I personally love Middle Eastern cooking, although I can live without the great hunks of meat and I am not talking about Mr. Lebanon. For me the vegetable and mezze dishes win out over skewers of lamb.

This a book that combines recipes and culture, dishes learnt from her grandmother and stories from her parents and aunts and blend classic and contemporary to great effect for plenty of tempting Lebanese dishes as well as Moroccan and Persian too.

So we have Moroccan Fish Tagine with Preserved Lemons, Lebanese Lamb Shanks with Butterbeans and Tomatoes and a Persian Chicken, Walnut and Pomegranate Stew. An Egyptian Spiced Bread Pudding looks very interesting.
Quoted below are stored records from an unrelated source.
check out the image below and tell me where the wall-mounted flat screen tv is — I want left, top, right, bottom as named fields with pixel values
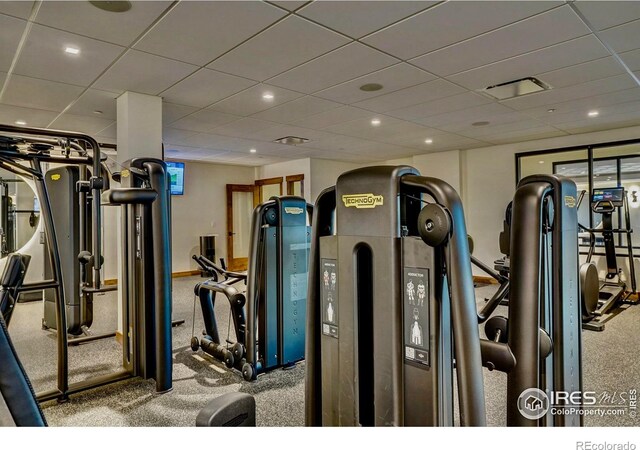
left=166, top=161, right=185, bottom=196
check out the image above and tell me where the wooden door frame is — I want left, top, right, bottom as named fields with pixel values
left=286, top=174, right=304, bottom=196
left=226, top=184, right=255, bottom=271
left=254, top=176, right=283, bottom=206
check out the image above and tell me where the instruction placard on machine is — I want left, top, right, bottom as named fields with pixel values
left=403, top=267, right=430, bottom=366
left=321, top=259, right=338, bottom=338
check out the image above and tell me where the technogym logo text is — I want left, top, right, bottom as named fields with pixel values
left=342, top=193, right=384, bottom=209
left=517, top=388, right=638, bottom=419
left=284, top=207, right=304, bottom=215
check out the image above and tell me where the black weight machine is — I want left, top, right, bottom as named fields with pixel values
left=0, top=124, right=173, bottom=401
left=578, top=187, right=637, bottom=331
left=305, top=167, right=583, bottom=426
left=191, top=196, right=311, bottom=381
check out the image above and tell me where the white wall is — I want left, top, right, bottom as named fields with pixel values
left=386, top=150, right=462, bottom=193
left=170, top=161, right=255, bottom=273
left=309, top=159, right=363, bottom=202
left=255, top=158, right=311, bottom=201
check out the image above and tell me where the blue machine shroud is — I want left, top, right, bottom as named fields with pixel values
left=263, top=197, right=310, bottom=369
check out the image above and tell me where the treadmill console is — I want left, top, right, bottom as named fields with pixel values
left=591, top=187, right=624, bottom=213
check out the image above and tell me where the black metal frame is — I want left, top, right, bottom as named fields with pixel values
left=0, top=125, right=173, bottom=401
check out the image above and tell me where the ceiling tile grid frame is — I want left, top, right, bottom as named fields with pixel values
left=0, top=2, right=639, bottom=165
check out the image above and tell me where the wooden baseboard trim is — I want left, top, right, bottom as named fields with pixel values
left=115, top=331, right=122, bottom=345
left=474, top=275, right=499, bottom=285
left=103, top=270, right=201, bottom=286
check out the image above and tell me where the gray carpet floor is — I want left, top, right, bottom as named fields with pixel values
left=7, top=277, right=640, bottom=426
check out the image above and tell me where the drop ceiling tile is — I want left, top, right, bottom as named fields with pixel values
left=298, top=1, right=433, bottom=39
left=134, top=1, right=286, bottom=66
left=96, top=122, right=116, bottom=139
left=299, top=135, right=373, bottom=152
left=66, top=89, right=119, bottom=120
left=0, top=2, right=33, bottom=18
left=246, top=124, right=334, bottom=143
left=555, top=112, right=640, bottom=135
left=354, top=79, right=466, bottom=113
left=395, top=133, right=485, bottom=151
left=162, top=102, right=199, bottom=125
left=2, top=74, right=84, bottom=111
left=574, top=1, right=640, bottom=31
left=538, top=100, right=640, bottom=125
left=620, top=49, right=640, bottom=72
left=448, top=35, right=611, bottom=90
left=599, top=19, right=640, bottom=53
left=455, top=119, right=550, bottom=139
left=0, top=14, right=27, bottom=72
left=0, top=104, right=58, bottom=128
left=163, top=127, right=198, bottom=145
left=482, top=127, right=567, bottom=144
left=520, top=87, right=640, bottom=118
left=93, top=49, right=197, bottom=95
left=305, top=147, right=383, bottom=162
left=323, top=115, right=411, bottom=140
left=388, top=92, right=493, bottom=121
left=49, top=113, right=115, bottom=135
left=314, top=63, right=435, bottom=104
left=181, top=132, right=241, bottom=150
left=161, top=68, right=255, bottom=108
left=292, top=105, right=373, bottom=129
left=14, top=24, right=124, bottom=87
left=208, top=16, right=349, bottom=81
left=411, top=6, right=589, bottom=76
left=501, top=74, right=637, bottom=110
left=210, top=118, right=279, bottom=139
left=411, top=103, right=515, bottom=129
left=171, top=109, right=239, bottom=133
left=209, top=84, right=303, bottom=116
left=362, top=1, right=560, bottom=60
left=270, top=1, right=309, bottom=12
left=268, top=42, right=397, bottom=94
left=35, top=1, right=171, bottom=46
left=252, top=96, right=341, bottom=124
left=537, top=56, right=625, bottom=88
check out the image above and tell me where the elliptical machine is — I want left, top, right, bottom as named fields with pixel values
left=579, top=187, right=637, bottom=331
left=191, top=196, right=311, bottom=381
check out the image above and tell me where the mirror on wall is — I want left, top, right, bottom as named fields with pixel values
left=0, top=168, right=40, bottom=257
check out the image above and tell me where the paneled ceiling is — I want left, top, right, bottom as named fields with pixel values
left=1, top=1, right=639, bottom=166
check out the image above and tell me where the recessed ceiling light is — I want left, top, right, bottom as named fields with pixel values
left=93, top=110, right=103, bottom=115
left=359, top=83, right=383, bottom=92
left=371, top=118, right=381, bottom=126
left=262, top=92, right=274, bottom=101
left=547, top=108, right=556, bottom=113
left=15, top=120, right=26, bottom=126
left=424, top=138, right=433, bottom=144
left=89, top=1, right=132, bottom=12
left=538, top=160, right=544, bottom=164
left=250, top=148, right=257, bottom=153
left=65, top=47, right=80, bottom=55
left=588, top=110, right=599, bottom=117
left=472, top=121, right=490, bottom=127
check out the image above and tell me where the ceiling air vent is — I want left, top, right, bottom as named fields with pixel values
left=482, top=77, right=550, bottom=100
left=273, top=136, right=310, bottom=145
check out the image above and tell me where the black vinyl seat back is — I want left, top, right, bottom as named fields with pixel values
left=0, top=254, right=31, bottom=327
left=0, top=314, right=46, bottom=426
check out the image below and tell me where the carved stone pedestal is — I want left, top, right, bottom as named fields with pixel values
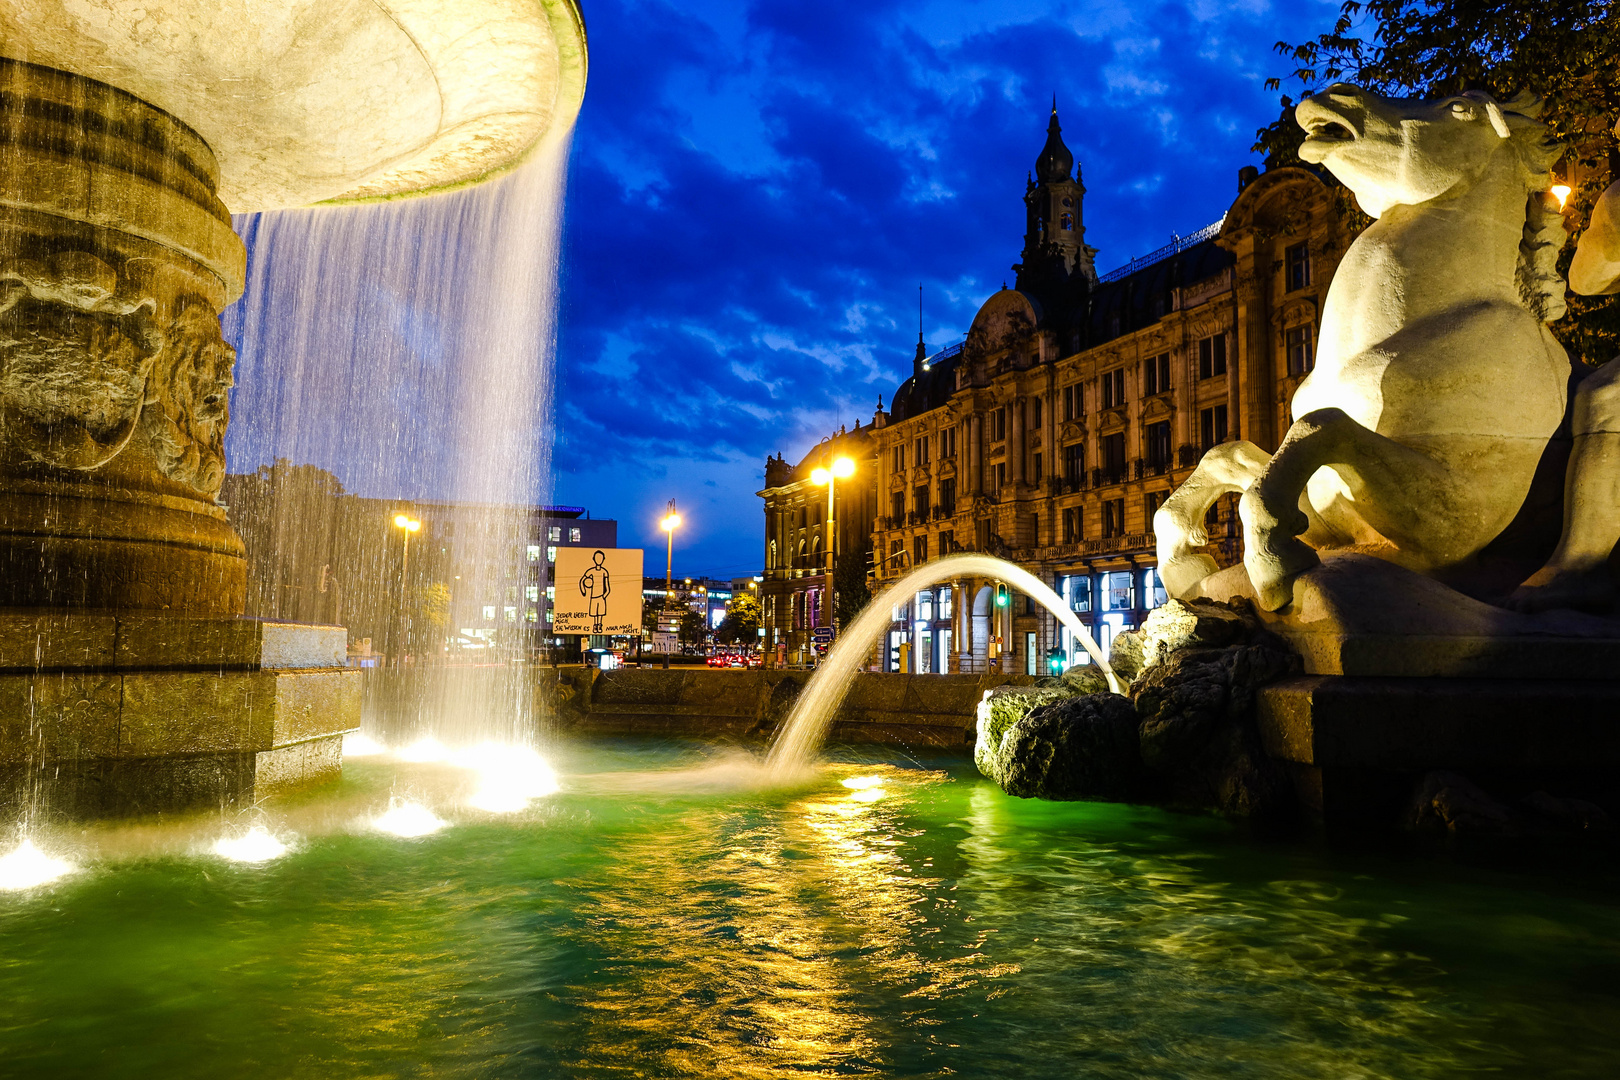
left=0, top=613, right=360, bottom=818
Smaller dishes are where many people fall in love with Middle Eastern food and here we have Tuna Tartare with Chermoula and Sumac-Scented Chicken Parcels and Cardamom-Scented Profiteroles and Ma’amoul Shortbread Cookies.

Vegetarians are never disappointed in Middle Eastern restaurants and dishes here such as smoky aubergine and split pea stew and mixed bean and herb noodle soup are surprising finds and sure to please. While fish eaters can feast on monkfish tagine with chermoula.

This is a book to excite the senses with vibrant colours, exotic spices, the waft of warm air and the frantic sound of busy market places.